Journal of Clinical Endocrinology & Metabolism, Vol 70, 540-543, Copyright © 1990 by Endocrine Society

ARTICLES

Feminizing adrenocortical tumor: steroid hormone response to ketoconazole

HF Saadi, EL Bravo and DC Aron
Division of Endocrinology, Case Western Reserve University, School of Medicine, Cleveland, Ohio 44106.

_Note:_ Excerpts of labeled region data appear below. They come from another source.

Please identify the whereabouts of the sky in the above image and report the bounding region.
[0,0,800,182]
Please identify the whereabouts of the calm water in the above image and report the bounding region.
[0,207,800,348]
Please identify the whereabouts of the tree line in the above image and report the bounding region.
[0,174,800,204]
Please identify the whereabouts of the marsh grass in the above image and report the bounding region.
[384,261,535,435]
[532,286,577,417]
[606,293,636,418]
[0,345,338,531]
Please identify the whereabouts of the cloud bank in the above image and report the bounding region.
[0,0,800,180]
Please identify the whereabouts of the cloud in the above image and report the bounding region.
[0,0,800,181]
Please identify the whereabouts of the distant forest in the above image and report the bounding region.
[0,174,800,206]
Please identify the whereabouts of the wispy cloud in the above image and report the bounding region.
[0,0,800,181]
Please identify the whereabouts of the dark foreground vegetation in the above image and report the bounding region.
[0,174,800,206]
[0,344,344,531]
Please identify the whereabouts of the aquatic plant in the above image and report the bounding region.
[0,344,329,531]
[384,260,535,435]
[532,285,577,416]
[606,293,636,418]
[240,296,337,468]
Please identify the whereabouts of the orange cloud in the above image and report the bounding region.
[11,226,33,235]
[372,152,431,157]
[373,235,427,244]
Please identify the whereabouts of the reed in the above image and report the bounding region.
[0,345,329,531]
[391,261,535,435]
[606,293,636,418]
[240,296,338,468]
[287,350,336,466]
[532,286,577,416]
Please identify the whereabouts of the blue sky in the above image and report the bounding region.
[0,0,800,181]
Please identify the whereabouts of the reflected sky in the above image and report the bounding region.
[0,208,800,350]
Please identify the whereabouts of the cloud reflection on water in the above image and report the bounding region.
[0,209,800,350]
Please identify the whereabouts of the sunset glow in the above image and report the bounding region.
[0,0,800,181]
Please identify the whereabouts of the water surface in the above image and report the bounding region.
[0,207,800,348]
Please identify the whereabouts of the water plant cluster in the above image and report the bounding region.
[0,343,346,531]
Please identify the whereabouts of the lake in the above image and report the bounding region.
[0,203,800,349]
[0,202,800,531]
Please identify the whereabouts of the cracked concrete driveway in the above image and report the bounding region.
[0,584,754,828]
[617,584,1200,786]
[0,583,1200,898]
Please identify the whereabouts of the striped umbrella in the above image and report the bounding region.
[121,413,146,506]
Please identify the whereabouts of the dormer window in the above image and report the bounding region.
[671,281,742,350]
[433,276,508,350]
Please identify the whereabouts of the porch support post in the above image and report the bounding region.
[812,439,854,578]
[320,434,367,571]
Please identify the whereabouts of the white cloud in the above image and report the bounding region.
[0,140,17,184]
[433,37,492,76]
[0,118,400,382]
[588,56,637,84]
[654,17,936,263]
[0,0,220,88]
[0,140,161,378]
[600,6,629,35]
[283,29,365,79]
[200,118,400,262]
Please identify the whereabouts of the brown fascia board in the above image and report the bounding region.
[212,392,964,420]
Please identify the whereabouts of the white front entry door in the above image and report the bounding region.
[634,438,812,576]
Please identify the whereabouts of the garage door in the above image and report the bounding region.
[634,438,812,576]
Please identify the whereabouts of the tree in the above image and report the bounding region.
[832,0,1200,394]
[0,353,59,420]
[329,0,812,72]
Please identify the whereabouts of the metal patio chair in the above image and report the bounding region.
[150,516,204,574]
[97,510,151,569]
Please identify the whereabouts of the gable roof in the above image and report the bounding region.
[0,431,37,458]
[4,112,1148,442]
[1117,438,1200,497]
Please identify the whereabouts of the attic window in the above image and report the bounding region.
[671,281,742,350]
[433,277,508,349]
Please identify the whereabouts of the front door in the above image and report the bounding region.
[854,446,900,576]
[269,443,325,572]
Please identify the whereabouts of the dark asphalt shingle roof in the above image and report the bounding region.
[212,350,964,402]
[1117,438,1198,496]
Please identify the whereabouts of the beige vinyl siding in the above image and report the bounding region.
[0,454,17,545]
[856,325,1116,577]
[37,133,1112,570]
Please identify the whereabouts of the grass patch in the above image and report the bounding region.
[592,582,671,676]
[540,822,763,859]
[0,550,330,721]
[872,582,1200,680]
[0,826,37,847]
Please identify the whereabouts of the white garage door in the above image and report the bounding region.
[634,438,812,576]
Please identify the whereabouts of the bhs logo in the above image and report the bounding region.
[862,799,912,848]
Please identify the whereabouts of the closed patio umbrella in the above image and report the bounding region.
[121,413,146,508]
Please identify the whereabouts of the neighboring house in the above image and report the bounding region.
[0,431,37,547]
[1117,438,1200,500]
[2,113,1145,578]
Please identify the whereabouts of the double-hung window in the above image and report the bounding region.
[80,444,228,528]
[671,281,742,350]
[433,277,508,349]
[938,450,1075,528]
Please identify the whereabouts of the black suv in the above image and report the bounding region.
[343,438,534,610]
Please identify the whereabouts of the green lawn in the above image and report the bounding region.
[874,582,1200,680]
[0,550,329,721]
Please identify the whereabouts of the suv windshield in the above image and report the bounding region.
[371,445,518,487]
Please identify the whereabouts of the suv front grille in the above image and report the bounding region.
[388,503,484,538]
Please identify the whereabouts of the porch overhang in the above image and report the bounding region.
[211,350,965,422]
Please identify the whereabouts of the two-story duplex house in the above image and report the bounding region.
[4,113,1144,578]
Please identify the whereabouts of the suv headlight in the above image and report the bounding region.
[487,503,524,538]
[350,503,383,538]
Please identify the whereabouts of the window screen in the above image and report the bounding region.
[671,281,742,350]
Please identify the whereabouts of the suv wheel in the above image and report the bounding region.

A 58-yr-old man presented with gynecomastia and elevated serum estrogens. The diagnosis of an estrogen-secreting adrenal tumor was made based upon the finding of a 4-cm left adrenal mass, elevated levels of estradiol in peripheral and left adrenal venous blood, and increased urinary 17-ketosteroids. In addition to marked elevations in estradiol and 17-ketosteroids there was an increased baseline level of 11-deoxycorticosterone and a slightly decreased level of 18- hydroxycorticosterone, suggesting the possibility of impaired P450c11 activity. The effect of ketoconazole administration (600 mg/day) for 4 weeks was studied. Urinary free cortisol and 17-ketosteroid excretion and serum testosterone levels fell acutely (1 week). Serum estradiol levels decreased gradually over the 4-week course. Plasma aldosterone levels were essentially unaltered and 18-hydroxcorticosterone levels fell gradually, but there were marked increases in 11- deoxycorticosterone and corticosterone. Coincident with the increase in 11-deoxycorticosterone there was an increase in blood pressure and a transient fall in serum potassium. We conclude that ketoconazole administration may result in a hypermineralocorticoid state. Therefore, the usefulness of ketoconazole therapy for steroid hormone-producing neoplasms will depend upon the individual tumor's steroidogenic profile.